Steve Davis: As Regular People
We do judge books by their covers and people by what they wear. Photographer Steve Davis has created a poignant portrait project, As Regular People, photographing inmates in civilian clothing as they prepare for release–this simple shift in dress and self presentation changing how we perceive his subjects. The project mirrors the work that prison staff does to help prepare inmates for release by teaching them how to behave job interviews and other life skills, but the portraits also reflect the potential of another chance and new beginnings. After many e-mails, attending numerous meetings, and organizing clothing drives, Steve finally received the support of the DOC in Olympia, WA to photograph in two prisons.

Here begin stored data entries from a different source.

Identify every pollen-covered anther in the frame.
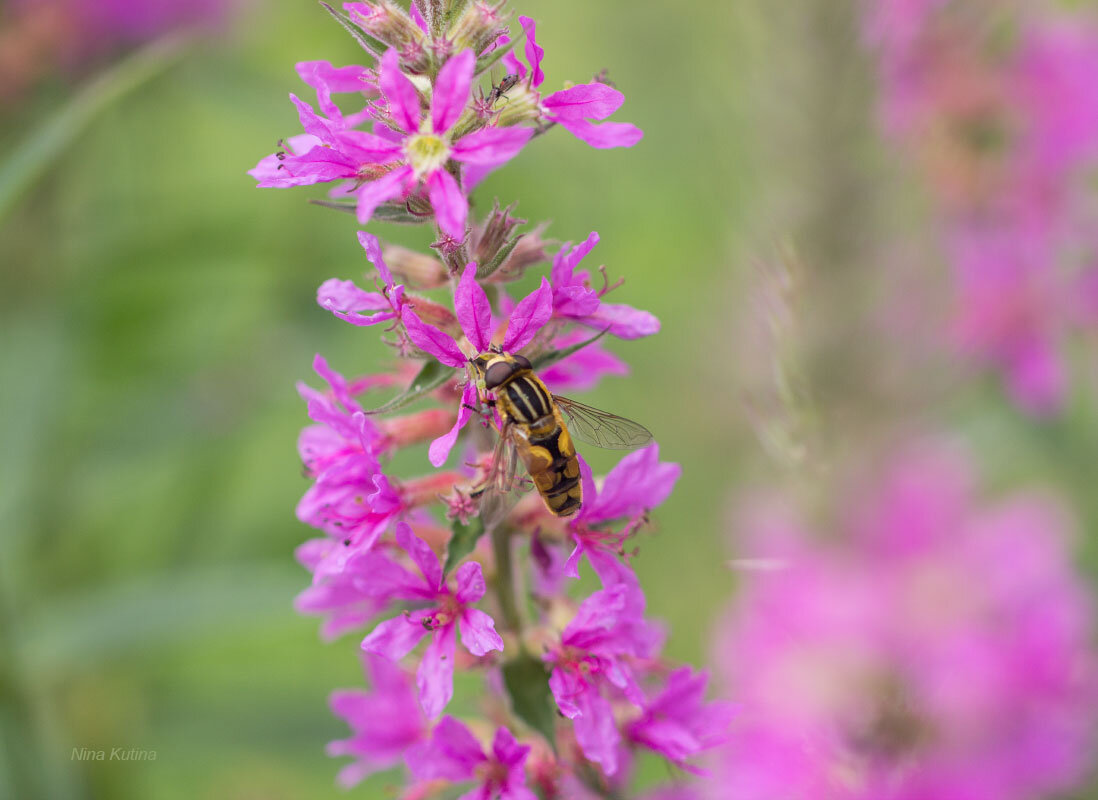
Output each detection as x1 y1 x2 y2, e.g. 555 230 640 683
404 134 452 177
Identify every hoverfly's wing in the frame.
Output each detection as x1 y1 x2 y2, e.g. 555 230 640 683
553 396 654 450
473 422 531 532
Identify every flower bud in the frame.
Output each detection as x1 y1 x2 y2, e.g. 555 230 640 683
382 244 450 289
448 1 509 54
473 201 523 265
379 408 456 448
490 222 551 281
346 1 429 67
407 295 459 330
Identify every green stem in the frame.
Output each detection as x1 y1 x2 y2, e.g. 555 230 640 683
490 524 523 635
0 33 190 224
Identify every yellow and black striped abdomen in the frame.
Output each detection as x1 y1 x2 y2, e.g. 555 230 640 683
498 372 582 517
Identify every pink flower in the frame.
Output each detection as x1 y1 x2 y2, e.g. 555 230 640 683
407 716 536 800
296 355 401 556
498 16 644 150
253 49 533 237
328 655 427 787
360 522 504 719
548 232 659 340
401 263 553 466
317 230 406 328
710 444 1098 800
544 583 663 775
625 667 733 773
563 445 681 582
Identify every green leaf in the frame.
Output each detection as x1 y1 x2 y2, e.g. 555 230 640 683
0 34 189 223
362 359 454 415
309 199 429 225
502 654 558 749
443 517 485 575
318 2 386 58
531 328 610 371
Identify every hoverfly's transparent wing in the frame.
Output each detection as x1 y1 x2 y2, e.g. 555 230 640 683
473 422 531 531
553 396 654 450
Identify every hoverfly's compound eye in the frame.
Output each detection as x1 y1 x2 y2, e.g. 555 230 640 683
512 354 533 371
484 361 515 389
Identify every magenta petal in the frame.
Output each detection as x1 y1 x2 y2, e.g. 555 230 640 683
296 60 372 94
417 624 456 719
518 16 544 87
429 383 477 467
317 278 391 326
453 560 488 604
503 277 553 352
395 521 444 592
409 716 484 780
543 83 624 121
361 615 429 659
401 308 467 368
585 444 680 523
563 541 583 579
455 263 493 352
458 608 504 656
427 168 468 239
573 689 622 775
432 49 475 134
556 117 644 149
586 301 660 339
452 126 534 166
380 48 422 132
289 93 340 144
547 666 582 719
552 231 600 285
355 165 412 224
357 230 395 287
498 34 526 81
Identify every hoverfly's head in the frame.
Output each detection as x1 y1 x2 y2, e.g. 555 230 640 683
473 352 533 390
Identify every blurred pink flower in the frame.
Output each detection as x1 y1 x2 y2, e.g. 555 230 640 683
328 655 427 787
408 717 536 800
710 444 1098 799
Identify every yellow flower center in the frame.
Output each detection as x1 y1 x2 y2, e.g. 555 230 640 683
404 133 451 177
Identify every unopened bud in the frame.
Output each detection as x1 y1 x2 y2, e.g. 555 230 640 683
379 408 456 448
491 222 551 281
346 1 429 67
408 295 459 330
383 244 449 289
449 1 509 54
473 201 523 265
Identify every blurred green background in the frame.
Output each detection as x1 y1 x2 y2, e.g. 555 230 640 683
2 1 1097 798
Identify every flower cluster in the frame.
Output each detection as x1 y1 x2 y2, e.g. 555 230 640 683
710 443 1098 799
865 0 1098 414
253 3 727 796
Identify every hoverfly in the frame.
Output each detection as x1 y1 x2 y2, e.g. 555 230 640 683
470 349 653 524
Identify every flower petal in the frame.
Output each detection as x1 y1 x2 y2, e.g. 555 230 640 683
361 615 428 660
396 520 444 592
452 126 534 166
429 382 477 467
455 263 493 352
585 301 660 339
317 278 393 326
417 623 456 719
432 49 475 134
427 168 468 239
459 608 504 656
290 93 340 144
380 48 422 132
583 444 680 523
555 117 644 149
573 689 623 775
453 560 488 604
503 277 553 352
402 307 467 368
519 16 544 87
357 230 395 287
551 231 600 286
542 83 625 121
408 716 484 780
355 165 413 224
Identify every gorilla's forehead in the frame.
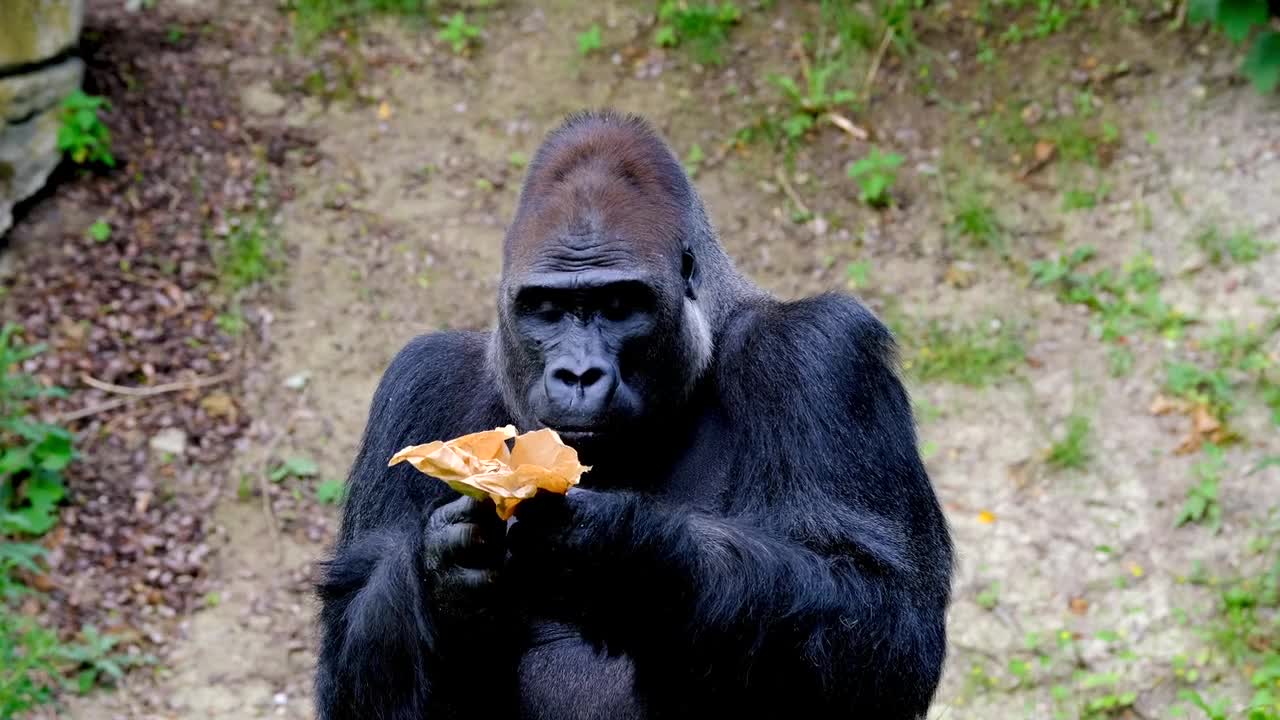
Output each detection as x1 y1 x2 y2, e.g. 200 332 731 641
504 113 690 278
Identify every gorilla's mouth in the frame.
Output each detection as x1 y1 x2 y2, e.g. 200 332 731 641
541 423 607 445
550 427 602 442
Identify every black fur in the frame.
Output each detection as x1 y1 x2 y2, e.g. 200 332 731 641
315 111 953 720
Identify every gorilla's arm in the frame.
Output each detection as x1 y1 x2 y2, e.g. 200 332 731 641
315 332 512 720
513 296 952 715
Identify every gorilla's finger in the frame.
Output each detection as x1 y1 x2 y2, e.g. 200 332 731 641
433 496 492 525
434 522 503 566
445 567 498 592
512 491 569 524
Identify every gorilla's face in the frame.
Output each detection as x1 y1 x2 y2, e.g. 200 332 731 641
493 114 711 459
500 256 701 458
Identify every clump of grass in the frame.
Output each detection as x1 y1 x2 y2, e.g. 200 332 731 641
1192 224 1270 266
654 1 741 65
1046 413 1091 470
288 0 434 41
1031 247 1191 343
214 177 281 292
848 147 904 208
899 318 1026 387
948 183 1003 251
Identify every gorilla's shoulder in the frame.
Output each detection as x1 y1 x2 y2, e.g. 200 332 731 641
718 292 898 378
370 330 504 435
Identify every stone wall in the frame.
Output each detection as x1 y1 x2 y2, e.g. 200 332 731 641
0 0 86 236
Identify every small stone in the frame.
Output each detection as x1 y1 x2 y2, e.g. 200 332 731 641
149 428 188 457
944 262 977 289
200 391 238 420
284 372 310 390
241 83 286 116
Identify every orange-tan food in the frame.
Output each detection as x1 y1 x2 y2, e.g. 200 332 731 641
388 425 590 520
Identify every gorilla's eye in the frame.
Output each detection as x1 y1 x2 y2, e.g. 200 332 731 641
601 295 632 322
681 251 696 282
534 301 564 323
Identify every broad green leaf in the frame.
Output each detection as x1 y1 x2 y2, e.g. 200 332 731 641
315 479 345 504
1218 0 1268 43
1243 30 1280 93
1188 0 1220 23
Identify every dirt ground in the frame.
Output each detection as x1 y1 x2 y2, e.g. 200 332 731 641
7 1 1280 718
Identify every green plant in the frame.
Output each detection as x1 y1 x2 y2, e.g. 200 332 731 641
215 178 281 292
87 219 111 243
1107 346 1134 377
1193 225 1269 265
57 90 115 168
847 147 904 208
1189 0 1280 93
437 12 481 54
898 318 1026 387
0 325 72 537
654 1 741 65
270 456 319 483
976 583 1000 610
288 0 433 40
577 24 603 55
683 143 705 177
1177 443 1224 530
948 184 1003 251
0 617 150 715
1046 413 1091 470
1031 248 1191 343
316 479 346 504
845 260 871 289
770 62 857 142
1062 183 1109 211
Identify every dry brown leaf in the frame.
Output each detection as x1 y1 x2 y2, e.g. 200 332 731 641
1034 140 1056 163
1069 596 1089 615
1192 404 1221 435
389 426 590 520
1149 394 1181 416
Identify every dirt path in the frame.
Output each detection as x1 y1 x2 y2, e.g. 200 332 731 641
57 2 1280 718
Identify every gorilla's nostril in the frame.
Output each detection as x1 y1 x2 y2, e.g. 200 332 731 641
552 366 607 389
552 368 580 387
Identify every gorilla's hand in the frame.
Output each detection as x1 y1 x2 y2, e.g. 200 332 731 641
506 489 632 593
422 496 506 624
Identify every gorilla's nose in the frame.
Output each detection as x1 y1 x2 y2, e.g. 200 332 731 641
545 361 617 416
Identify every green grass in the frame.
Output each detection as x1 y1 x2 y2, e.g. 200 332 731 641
1176 444 1224 531
213 178 282 292
655 1 741 65
1031 247 1191 343
898 318 1026 387
1175 526 1280 719
288 0 434 40
948 183 1003 251
1046 413 1091 470
1193 225 1270 266
1 328 148 714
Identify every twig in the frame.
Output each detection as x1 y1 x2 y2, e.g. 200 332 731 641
861 27 895 105
773 167 811 219
80 371 233 397
824 112 869 141
56 398 133 423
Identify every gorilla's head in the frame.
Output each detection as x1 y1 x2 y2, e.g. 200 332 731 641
490 111 746 460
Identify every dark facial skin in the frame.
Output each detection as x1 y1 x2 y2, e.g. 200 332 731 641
508 256 696 458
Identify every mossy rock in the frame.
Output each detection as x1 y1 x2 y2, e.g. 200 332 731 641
0 0 85 69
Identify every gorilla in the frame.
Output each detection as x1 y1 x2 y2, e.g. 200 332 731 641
315 110 953 720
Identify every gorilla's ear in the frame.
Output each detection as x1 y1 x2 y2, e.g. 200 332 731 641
681 249 699 300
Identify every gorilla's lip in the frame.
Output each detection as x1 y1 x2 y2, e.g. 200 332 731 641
543 424 606 442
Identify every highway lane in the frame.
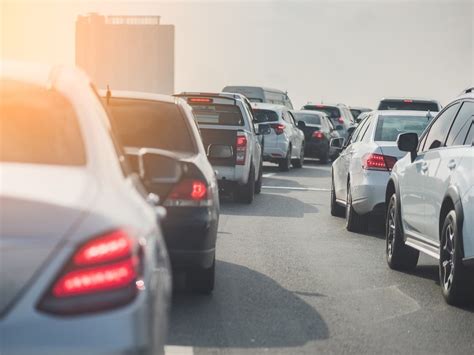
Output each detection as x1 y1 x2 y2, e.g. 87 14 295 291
167 161 474 355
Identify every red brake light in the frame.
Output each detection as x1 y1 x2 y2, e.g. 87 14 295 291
236 134 247 165
53 258 137 298
166 179 208 202
271 123 285 135
403 99 413 103
74 229 133 266
338 117 344 124
312 131 324 139
188 97 213 104
315 104 325 108
362 153 397 171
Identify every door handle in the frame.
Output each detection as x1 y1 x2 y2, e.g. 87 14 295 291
447 160 456 170
421 162 428 173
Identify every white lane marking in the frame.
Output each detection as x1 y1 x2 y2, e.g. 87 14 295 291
262 172 276 177
165 345 194 355
262 185 330 192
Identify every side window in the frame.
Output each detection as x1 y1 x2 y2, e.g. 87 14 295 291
446 101 474 146
464 123 474 145
359 117 373 142
326 117 335 130
422 102 461 151
282 111 291 123
351 115 370 143
287 111 297 127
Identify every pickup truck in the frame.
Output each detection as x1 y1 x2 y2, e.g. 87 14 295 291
175 92 263 204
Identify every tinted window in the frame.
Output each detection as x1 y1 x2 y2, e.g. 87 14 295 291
422 103 461 151
464 123 474 145
189 103 244 126
253 109 279 123
351 116 370 143
350 109 362 119
107 98 195 153
294 113 321 125
302 105 341 119
446 101 474 146
374 115 431 142
0 80 86 166
378 99 439 112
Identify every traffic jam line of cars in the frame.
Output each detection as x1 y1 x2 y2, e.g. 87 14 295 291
0 61 472 354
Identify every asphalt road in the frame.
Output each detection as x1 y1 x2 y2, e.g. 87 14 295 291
166 161 474 355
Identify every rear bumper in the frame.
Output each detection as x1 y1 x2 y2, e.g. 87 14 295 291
213 165 248 184
351 171 390 215
263 139 288 160
162 206 218 270
304 141 328 158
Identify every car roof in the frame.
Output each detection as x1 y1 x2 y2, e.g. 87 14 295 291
456 87 474 100
224 85 286 93
99 89 177 104
374 110 438 117
379 97 439 103
350 106 372 111
303 103 348 108
251 102 286 111
292 109 327 117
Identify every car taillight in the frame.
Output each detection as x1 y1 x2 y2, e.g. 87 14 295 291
312 131 324 139
236 134 247 165
362 153 397 171
164 179 210 206
38 229 143 315
337 117 344 124
271 123 285 135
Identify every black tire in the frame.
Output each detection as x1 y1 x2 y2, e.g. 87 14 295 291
439 210 472 305
385 193 419 270
292 144 304 168
235 164 255 204
319 146 329 164
330 174 345 217
279 146 291 171
255 159 263 194
345 182 368 232
188 258 215 294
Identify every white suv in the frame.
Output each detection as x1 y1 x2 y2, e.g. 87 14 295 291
385 91 473 305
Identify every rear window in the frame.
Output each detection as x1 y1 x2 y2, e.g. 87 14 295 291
106 98 195 153
0 80 86 166
374 115 431 141
378 100 439 112
190 104 244 126
293 112 321 125
303 105 341 119
253 109 279 123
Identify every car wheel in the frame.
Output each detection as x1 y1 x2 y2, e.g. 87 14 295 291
235 164 255 204
440 210 472 305
279 146 291 171
255 159 263 194
292 144 304 168
330 174 345 217
188 257 215 294
385 193 419 270
345 182 368 232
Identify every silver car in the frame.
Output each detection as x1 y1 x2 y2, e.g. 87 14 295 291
331 110 434 232
0 62 172 355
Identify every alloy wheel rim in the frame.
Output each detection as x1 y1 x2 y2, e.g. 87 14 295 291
387 201 396 258
441 221 455 291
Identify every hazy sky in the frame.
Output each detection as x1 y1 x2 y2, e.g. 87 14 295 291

Steve Davis is a documentary portrait and landscape photographer based in the Pacific Northwest. His work has appeared in American Photo, Harper’s, the New York Times Magazine, Russian Esquire, and is in many collections, including the Houston Museum of Fine Arts, the Seattle Art Museum, the Santa Barbara Museum of Art, and the George Eastman House. He is a former 1st place recipient of the Santa Fe CENTER Project Competition, and two time winner of Washington Arts Commission/Artist Trust Fellowships . Davis is the Coordinator of Photography, media curator and adjunct faculty member of The Evergreen State College. He is represented by the James Harris Gallery, Seattle.
As Regular People
These photographs represent inmates from two corrections facilities in Washington State; the Washington Corrections Center, and the Mission Creek Corrections Center for Women. In these photographs the subjects were offered the opportunity to select civilian clothing. Many of the volunteers in this series wrote a paragraph or two about their intentions upon release. Church, family and committing to a drug-free life were the overarching themes found in almost all of their goals. Each were given prints to keep or give to family, or for use in search of a job. The donated clothes are put to good use, given to the soon to be homeless and needier inmates upon their release.
I do not operate on the thesis that the people who fill our prisons are not regular. Rather, I focus on appearance. Incarcerated men and women are generally seen through media images as institutionalized and dehumanized subjects of a punitive system. Typically, they are more extras than actors in prison, wearing the prison costume; portrayed faceless or as silhouettes in a theater of glass, cinder-block and razor wire.
As we ingest an ever-growing volume of visual information related to incarceration, I hope that images such as mine will serve as a back of the mind, counterbalanced referent, reminding us that prison related pictures (still or moving,) assist in our society’s ease in accepting these men and women as something wholly different than ourselves.